The Right Shade of Green

A few weekends ago I was browsing the produce section of our local grocery store with Azita on board, snuggling close to me in her sling. As I walked through the aisles, I did the mom thing that annoys everyone who isn’t a parent — I pointed out every fruit and vegetable and told her the name, described the shape and color and basically tried to turn this chore into a teaching moment. As she tends to do, Azita smiled and made googly eyes at just about everyone who passed by. This is probably why it no longer surprises me when I notice people staring when I walk about town with her. She is staring at everyone else after all. After a while though I noticed the produce manager staring for a really long time, so I turned my attention and looked him in the eyes. And there I saw something unmistakable.

He had the look. The look of a parent at work, missing their child and seeing their baby in just about any child they see. I knew this even before he spoke up to talk about his 4 month old daughter at home. I know this look well, because I can feel myself giving it to parents I see whenever I venture outside of my office during the day.

I participate in a lot of parenting discussion boards, and one of the topics that seems to crop up frequently is the full-time mother vs. working-out-of-the-home mother struggle. We all struggle with it in different ways. Fathers do also, but maybe it’s the fact that our children are physically a part of us for 10 months that makes the struggle so much more of a struggle for mothers. No matter what situation you’re in, it’s hard to not feel guilt and longing.

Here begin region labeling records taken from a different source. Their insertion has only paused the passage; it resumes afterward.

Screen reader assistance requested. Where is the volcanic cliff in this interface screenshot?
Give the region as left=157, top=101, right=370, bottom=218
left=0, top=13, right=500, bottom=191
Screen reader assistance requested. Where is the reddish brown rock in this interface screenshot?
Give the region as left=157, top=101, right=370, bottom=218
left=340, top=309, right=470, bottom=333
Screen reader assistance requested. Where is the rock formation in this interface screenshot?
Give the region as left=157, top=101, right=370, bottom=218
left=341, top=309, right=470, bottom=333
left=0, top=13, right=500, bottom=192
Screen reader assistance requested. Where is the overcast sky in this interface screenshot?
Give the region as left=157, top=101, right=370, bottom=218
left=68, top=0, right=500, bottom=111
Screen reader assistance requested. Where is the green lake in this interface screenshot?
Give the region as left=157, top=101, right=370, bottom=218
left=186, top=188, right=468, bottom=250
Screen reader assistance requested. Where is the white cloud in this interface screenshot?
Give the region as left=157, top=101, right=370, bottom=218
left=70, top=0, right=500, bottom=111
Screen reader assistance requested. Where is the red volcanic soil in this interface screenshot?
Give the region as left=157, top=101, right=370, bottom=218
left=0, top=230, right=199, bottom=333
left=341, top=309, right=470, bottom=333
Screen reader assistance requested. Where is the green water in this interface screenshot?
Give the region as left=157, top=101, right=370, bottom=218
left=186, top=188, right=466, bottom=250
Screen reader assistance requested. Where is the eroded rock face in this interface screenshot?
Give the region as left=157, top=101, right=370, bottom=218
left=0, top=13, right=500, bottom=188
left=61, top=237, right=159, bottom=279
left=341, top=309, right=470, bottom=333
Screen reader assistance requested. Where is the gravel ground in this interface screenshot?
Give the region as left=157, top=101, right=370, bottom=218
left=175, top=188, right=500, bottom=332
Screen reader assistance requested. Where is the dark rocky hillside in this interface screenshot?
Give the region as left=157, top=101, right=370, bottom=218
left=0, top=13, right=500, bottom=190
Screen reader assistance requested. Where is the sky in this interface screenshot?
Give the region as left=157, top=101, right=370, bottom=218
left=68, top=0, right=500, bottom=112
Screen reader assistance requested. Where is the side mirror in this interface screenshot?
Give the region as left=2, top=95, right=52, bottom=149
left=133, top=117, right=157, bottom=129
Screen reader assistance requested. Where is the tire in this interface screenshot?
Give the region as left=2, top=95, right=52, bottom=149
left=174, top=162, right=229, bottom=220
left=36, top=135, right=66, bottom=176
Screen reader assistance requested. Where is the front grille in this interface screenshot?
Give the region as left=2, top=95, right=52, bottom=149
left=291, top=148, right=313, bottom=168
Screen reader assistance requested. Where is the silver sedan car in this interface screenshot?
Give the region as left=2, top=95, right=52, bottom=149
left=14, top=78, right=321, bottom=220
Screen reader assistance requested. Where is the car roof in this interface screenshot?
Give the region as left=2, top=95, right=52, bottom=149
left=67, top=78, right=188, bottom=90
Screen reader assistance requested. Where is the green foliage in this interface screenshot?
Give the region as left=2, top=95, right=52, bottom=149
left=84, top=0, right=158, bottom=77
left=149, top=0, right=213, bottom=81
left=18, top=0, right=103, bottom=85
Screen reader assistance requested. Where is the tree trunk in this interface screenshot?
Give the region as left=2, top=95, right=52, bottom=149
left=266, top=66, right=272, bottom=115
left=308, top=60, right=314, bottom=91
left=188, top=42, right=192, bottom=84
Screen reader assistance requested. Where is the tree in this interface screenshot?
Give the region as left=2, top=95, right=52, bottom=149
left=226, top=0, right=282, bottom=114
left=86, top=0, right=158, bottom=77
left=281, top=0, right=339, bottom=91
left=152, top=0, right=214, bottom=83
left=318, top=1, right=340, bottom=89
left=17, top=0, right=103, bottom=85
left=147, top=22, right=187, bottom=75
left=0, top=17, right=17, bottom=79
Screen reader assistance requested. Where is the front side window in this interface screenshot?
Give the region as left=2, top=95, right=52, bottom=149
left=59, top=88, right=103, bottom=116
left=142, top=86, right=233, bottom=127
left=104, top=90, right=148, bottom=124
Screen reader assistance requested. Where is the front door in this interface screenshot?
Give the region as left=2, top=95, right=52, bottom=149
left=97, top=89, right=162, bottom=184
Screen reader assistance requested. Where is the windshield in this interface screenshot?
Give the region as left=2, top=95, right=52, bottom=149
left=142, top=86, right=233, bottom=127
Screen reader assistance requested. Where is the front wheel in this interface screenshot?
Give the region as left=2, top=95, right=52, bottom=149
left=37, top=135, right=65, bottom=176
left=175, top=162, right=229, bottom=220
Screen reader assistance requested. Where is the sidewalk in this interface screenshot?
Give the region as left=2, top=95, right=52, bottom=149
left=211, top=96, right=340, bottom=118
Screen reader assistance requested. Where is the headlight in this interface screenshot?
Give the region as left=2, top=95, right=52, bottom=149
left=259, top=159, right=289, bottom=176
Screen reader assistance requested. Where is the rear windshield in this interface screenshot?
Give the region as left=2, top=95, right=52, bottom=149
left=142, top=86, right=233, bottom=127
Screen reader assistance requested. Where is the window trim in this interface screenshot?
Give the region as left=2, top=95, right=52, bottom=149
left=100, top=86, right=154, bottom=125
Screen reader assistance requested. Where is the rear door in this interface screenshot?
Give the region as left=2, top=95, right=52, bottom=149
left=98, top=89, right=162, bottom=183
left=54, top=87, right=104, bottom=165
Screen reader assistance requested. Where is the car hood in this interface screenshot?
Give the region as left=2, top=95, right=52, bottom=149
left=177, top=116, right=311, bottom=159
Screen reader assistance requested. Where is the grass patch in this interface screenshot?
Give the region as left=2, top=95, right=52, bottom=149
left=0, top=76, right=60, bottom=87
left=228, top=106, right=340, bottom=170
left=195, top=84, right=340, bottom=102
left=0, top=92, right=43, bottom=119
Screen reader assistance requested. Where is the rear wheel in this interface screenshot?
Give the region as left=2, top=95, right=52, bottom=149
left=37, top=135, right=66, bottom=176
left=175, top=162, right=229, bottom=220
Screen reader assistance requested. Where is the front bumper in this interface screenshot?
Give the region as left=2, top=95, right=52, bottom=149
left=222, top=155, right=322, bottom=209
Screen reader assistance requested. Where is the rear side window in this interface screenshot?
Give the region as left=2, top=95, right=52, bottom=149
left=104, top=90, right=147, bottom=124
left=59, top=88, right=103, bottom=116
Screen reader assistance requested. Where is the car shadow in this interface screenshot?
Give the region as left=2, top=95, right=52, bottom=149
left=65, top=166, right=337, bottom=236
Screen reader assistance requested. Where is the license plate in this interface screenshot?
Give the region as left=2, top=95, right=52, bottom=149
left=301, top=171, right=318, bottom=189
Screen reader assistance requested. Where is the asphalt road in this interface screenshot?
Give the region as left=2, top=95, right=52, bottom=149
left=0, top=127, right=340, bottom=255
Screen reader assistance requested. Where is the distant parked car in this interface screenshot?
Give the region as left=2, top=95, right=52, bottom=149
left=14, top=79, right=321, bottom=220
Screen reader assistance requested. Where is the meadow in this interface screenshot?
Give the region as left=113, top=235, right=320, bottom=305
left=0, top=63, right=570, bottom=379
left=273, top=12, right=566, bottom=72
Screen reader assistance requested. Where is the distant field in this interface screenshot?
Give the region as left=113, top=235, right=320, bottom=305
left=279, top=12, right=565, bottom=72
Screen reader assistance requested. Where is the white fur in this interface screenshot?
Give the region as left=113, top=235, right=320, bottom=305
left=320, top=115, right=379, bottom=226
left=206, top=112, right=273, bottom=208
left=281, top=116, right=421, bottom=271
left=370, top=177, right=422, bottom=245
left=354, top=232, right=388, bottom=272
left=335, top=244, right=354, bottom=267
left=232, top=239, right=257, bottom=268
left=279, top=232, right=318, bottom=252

I can understand every point of view, but maybe it’s my desire to stay home with Azita that clouds my thinking a little on the topic. I once read a post written by a full-time mother who stated that she felt like a loser when she sat at Starbucks with her children on a weekday, watching all the women in their suits, carrying their briefcases, rushing to get a coffee on their way to a glamorous day at the office — all this while she  sat at a table in her yoga pants and hoodie, trying to get her children to drink their milk and eat just a little bit of a muffin.

I’ve been the woman at Starbucks. The one rushing to get to an office. If I had more time before work, I would be that woman more often. And, as I read that mother’s post, the glimpse she provided into her innermost thoughts, I was actually kind of shocked. I was shocked, because when I see a mother at Starbucks with her children in the middle of a workday I envy her. I look at her the way the grocer looked at me and Azita, browsing for produce. The word “loser” never even crosses my mind. The word “lucky” does.

It kind of puts things in perspective sometimes to remember this. To remember that no matter what your position in life, there is almost always someone looking at you from the outside thinking your grass is greener. And, maybe remembering this will even remind you just how green your grass is, even if it isn’t the shade you want.